Another challenge is keeping talented women in the industry after they reach middle management. Sheila says flexible working has helped, particularly homeworking, for those with families, although she emphasises that you can’t work from home with a screaming baby. “Childcare is important, but not everyone has to do their work between 9am and 5.30pm any more.” She thinks there still needs to be a change in mindset among some managers about homeworking, though. Some still doubt people are working if they can’t see them, although research shows remote workers tend to overwork rather than underwork. “Employers still need to get their heads around monitoring output rather than hours spent sitting in the office, though,” says Sheila.

She says being nominated for awards and honours such as the Cranfield one is a good promotional tool and tends to lead to requests for trustee and board positions, especially since FTSE companies are so busy looking for women to add to their boards in the wake of the Lord Davies report. As you can only be on the Women to Watch list for two years running the list gives companies a greater pool from which to draw instead of always going to the same small group of women. “It’s a good way of finding women,” says Sheila.

She has been in technology for 24 years and when she started there were very few women. Now they make up 25% of the workforce so there is still a way to go.

Sheila is used to working in male-dominated professions. She started her career in the police force in the 1970s. She was working on the beat in Glasgow and her sergeant put her on the toughest beat. “He wanted to show men that women couldn’t do the job,” she says. Sheila wasn’t going to give him what he wanted. “I bought some bike clips to stop the rat running up my trousers during the dustbin strike and befriended the mortuary attendant. It was a survival game, like the Hunger Games,” she laughs.

She stayed in the force for four years and then went to work in the Middle East, which she describes as “equally discriminating”.  She managed, however, to make it to the top at Gulf Air by keeping a low profile. She was in charge of 2,000 crew members – the first woman to reach that position.

Women in technology

She returned to the UK in 1990 where, soon after, she became the first employee of the IT company which went on to be FDM Group. “It was an exciting industry and I was ambitious to get into something that was going place,” she says.  She was recruited by her now husband, although she didn’t marry him until years later. Since she joined the group has become the largest hirer of IT graduates in the UK and she says its name has become synonymous with the struggle for gender equality in the workplace. “Four out of five women on our IT programme joined because of what we do for women. It was a conscious decision,” she says. “We know that if we don’t get more women into IT there will be huge unemployment issues for the future.”

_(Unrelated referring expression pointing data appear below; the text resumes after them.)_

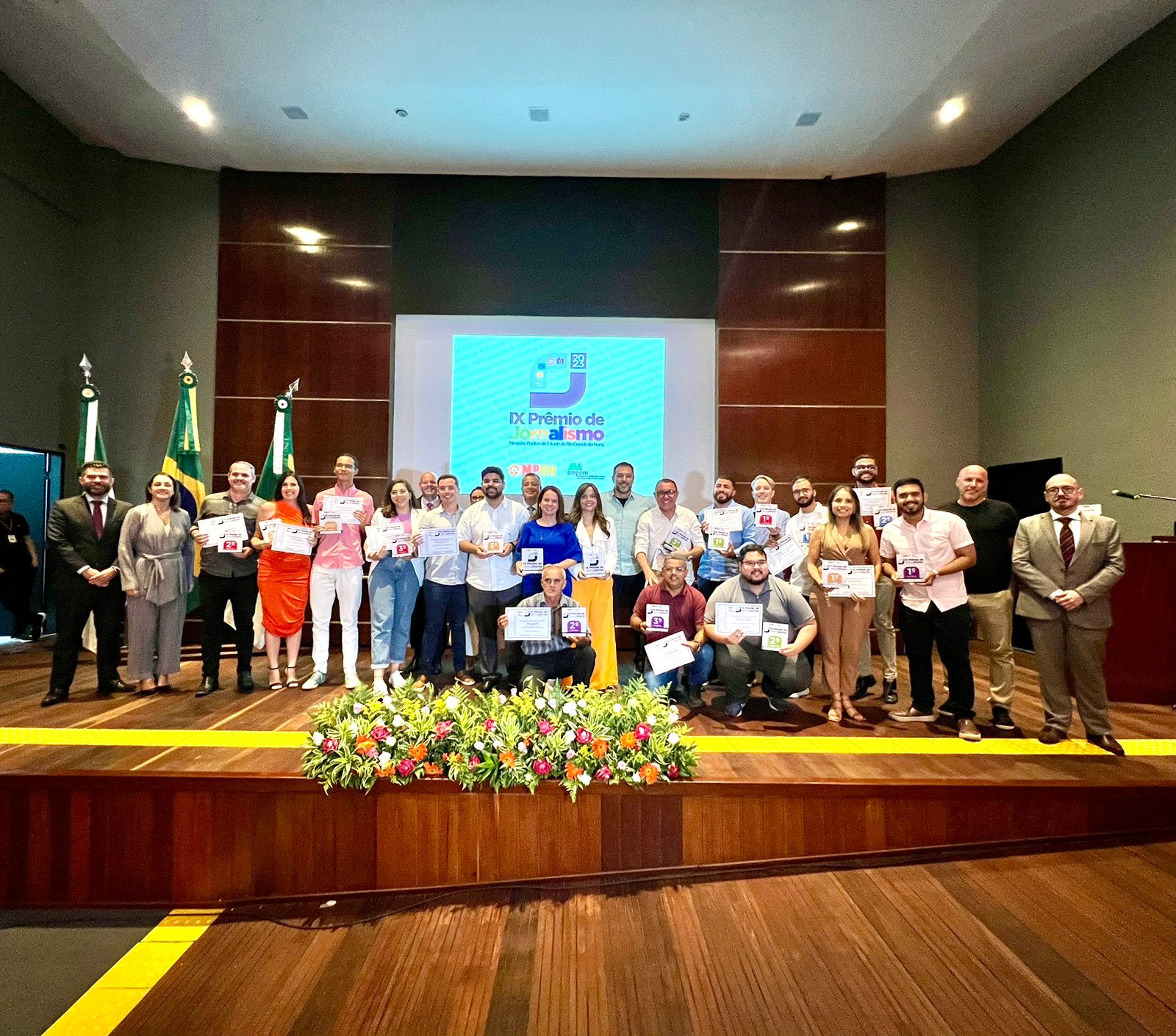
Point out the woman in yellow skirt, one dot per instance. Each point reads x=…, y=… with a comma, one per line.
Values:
x=593, y=585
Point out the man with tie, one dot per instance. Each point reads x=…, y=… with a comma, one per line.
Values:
x=85, y=533
x=1067, y=562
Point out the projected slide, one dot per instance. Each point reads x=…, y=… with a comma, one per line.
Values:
x=566, y=409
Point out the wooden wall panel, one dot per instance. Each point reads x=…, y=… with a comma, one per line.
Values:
x=801, y=367
x=332, y=360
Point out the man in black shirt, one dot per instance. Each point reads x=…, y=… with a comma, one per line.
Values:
x=18, y=569
x=993, y=524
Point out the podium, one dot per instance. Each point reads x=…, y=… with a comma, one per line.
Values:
x=1141, y=648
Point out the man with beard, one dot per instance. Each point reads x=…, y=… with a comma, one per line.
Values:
x=738, y=655
x=488, y=532
x=933, y=603
x=866, y=476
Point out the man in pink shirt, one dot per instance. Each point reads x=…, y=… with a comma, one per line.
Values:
x=340, y=514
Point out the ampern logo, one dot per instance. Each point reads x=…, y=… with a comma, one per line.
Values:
x=559, y=381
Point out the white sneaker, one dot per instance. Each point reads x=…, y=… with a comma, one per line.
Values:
x=315, y=679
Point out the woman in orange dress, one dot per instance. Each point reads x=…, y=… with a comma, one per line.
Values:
x=284, y=579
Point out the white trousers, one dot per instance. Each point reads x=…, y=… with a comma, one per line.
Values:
x=326, y=585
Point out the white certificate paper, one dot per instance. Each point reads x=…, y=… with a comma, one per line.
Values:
x=658, y=618
x=293, y=539
x=670, y=653
x=574, y=621
x=528, y=624
x=731, y=616
x=438, y=542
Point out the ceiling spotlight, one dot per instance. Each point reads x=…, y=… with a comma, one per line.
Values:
x=198, y=111
x=952, y=111
x=306, y=235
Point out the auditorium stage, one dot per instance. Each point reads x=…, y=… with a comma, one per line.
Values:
x=172, y=800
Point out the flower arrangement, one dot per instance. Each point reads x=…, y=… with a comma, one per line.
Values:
x=631, y=736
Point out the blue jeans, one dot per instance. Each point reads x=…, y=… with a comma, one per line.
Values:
x=393, y=587
x=697, y=673
x=444, y=606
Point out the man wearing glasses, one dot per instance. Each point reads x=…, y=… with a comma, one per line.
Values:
x=1067, y=562
x=739, y=654
x=866, y=476
x=666, y=530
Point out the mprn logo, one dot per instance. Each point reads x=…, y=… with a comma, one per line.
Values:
x=559, y=381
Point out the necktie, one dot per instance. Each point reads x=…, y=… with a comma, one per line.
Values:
x=1066, y=542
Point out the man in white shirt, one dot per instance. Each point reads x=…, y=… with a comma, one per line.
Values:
x=666, y=530
x=492, y=583
x=925, y=553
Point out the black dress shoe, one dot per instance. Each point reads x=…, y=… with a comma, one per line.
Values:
x=1107, y=744
x=862, y=688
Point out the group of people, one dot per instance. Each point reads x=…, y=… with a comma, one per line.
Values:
x=614, y=555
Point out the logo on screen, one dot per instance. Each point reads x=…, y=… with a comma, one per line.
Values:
x=559, y=380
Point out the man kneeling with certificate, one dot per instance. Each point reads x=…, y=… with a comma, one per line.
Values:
x=544, y=624
x=760, y=622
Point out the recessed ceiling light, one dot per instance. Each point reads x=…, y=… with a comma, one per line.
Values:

FDM Group has a dedicated Women in IT campaign, sponsors events and sits on the panel of events on women in technology, runs its own Women in Technology Awards and has brand ambassadors in universities and schools. “We are always looking at new ways to push forward,” says Sheila. These include a women returners programme focused on soft skills like confidence building and IT skills which FDM Group is looking to partner with another company on. She adds: “We are seen as a leader in the field for women’s career progression and we throw a lot of financial resources at this.”

Women who come into FDM Group are offered pastoral support which, she says, recognises that there is unconscious bias against them, for instance, when they are working with clients.

Sheila’s role at FDM Group seems to have rubbed off on her own daughters. All three are working in IT. “They love it and have grown up understanding that if they want to get on in life they have to work hard,” she says. She not only told them, but showed them the value of hard work – at one point when they were young she was doing a double masters while working.

Sheila is optimistic about the future, although she admits women executives of the boards of FTSE companies still stick out like a sore thumb. But she feels women must share some responsibility for this and need to promote themselves more while organisations need to groom them for management better. She  says: ”I think employers realise that the problems lie in middle management. However, their internal policies often constrain progress, for example, the red tape around job shares. It’s also about taking a leap of faith and giving people a chance and about defeating unconscious bias. I still get asked at evening events who my husband is.”